The existential crisis of traditional shopping streets

The nature of traditional mixed-use streets have been the focus of a number of projects, known in the UK as high streets. The latest explores the crisis in our traditional shopping streets driven by the rapid move to shopping online. The analysis focusses, in particular, on traditional shopping streets to ask why physical and local shopping is important; to conceptualise the distinguishing characteristics of traditional forms of retail and online shopping alongside the factors that determine shopping choices; and to explore different approaches to shaping the future of traditional shopping streets. Ultimately it asks, what are the key place-based intervention factors that can help to guarantee a future for traditional shopping streets?

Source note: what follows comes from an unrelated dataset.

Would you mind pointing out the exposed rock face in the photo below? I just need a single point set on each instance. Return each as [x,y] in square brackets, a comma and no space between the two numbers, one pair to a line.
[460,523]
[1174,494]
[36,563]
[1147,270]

This project was conceptual and speculative in nature, based on the heuristic investigation of professional, policy and industry discourse and analysis and of empirical evidence, leading to the generation of a ‘sun model’ of shopping choices. The issues are international in scope, although much of the evidence drew from sources within and reflecting on the situation in the UK with approaches taken in England used as a case study to examine three proactive intervention factors.

The UK is particularly advanced on its journey away from traditional retail and so the data and policy approaches being explored in the country reveal much about challenges and opportunities that we might expect as the existential crisis facing traditional shopping streets plays out around the world. Through these means the work asked what are the key place-based intervention factors that will help to guarantee a future for traditional shopping streets?